For clients, preparation is key. Now is the time to identify cases falling within the Pilot and flag sensitive information contained in Public Domain documents so that possible redaction strategies via an FMO can be implemented. Clients should anticipate the possibility of increased public and media attention as certain documents become more accessible, and should have appropriate discussions with witnesses whose statements will become publicly available on CE-File once they are in the public domain.
Open justice across jurisdictions: A US comparison
Although PD 51ZH signals a shift towards greater transparency, the English courts still offer significantly narrower access to court documents compared to jurisdictions like the United States, where expansive disclosure underpins the litigation environment. In the US, guided by the First Amendment and common law principles, public access to judicial proceedings is strongly emphasised. Courts have repeatedly affirmed the public’s right to inspect and copy judicial records, subject only to narrow exceptions.
Federal courts operate the PACER system (Public Access to Court Electronic Records), which allows parties and non-parties to view case materials for a fee. Under the Open Courts Act 2020, this access is expected to become free in the future. PACER provides broad access to most case related documents, whereas the UK pilot only covers documents already deemed to be in the public domain.
The English approach has notable strengths. It prioritises judicial control over access, ensuring sensitive information is safeguarded and disclosure remains proportionate. By limiting access to documents already in the public domain, a careful balance is struck between openness and confidentiality, reducing risk of misuse.
In short, while the US model offers broader access, the English system emphasises fairness, privacy and controlled implementation – values that remain central to its legal tradition.
Conclusion
The Pilot introduces new procedural requirements and marks a significant step toward greater transparency and access to documents in civil justice. At its core, litigation is a public process for resolving disputes, and this initiative reinforces that principle. By streamlining access to documents already in the public domain, the Pilot strengthens the ethos of open justice while preserving the safeguards of privacy and proportionality that remain central to the legal tradition of England and Wales.

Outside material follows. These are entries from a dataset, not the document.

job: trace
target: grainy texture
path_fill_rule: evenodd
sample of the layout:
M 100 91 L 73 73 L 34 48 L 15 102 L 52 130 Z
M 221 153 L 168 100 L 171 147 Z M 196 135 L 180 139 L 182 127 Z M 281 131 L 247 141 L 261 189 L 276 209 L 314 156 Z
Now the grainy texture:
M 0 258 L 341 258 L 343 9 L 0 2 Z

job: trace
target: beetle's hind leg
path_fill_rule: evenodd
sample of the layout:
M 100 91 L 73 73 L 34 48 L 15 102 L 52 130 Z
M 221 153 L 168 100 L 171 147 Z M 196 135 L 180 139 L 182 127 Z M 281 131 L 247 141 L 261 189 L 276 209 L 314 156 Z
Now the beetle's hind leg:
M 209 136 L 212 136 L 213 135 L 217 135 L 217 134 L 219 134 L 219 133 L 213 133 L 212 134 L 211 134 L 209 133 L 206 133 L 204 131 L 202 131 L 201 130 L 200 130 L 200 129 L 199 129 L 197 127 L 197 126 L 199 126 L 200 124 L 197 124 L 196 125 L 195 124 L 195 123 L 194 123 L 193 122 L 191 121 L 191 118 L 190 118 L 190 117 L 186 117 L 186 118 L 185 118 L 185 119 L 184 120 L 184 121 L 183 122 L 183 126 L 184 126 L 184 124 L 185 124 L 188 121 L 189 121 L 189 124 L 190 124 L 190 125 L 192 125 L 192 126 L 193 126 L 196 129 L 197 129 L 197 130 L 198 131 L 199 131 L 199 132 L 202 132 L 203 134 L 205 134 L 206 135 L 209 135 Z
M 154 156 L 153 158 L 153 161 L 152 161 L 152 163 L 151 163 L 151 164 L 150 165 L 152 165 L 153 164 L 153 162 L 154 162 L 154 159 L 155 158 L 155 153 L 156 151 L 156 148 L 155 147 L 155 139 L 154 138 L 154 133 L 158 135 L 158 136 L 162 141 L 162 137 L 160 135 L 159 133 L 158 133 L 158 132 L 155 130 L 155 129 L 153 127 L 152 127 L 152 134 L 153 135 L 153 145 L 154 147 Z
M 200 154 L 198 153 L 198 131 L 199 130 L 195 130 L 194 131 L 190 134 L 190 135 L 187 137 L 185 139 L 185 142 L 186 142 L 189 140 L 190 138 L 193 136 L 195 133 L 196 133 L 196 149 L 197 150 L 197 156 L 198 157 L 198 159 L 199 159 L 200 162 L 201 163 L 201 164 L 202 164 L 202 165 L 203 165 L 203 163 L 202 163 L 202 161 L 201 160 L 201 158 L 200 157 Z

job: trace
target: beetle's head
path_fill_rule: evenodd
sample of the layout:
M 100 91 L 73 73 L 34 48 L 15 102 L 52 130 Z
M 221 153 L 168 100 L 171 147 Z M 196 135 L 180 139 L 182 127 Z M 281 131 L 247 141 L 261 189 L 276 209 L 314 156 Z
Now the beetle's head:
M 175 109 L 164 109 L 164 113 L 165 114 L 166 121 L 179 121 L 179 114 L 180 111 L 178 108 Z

Looking ahead, the Pilot will be subject to a six-month review, which may bring refinements to its scope and operation. Practitioners should expect further clarification on issues such as the automatic redaction of sensitive details - particularly witness addresses – without the need for a FMO. These developments will shape how transparency and confidentiality are balanced in practice and ensure that already constrained court time is not unduly taken by dealing with FMOs. Staying informed and taking proactive steps will help mitigate risk and ensure compliance as the Pilot evolves.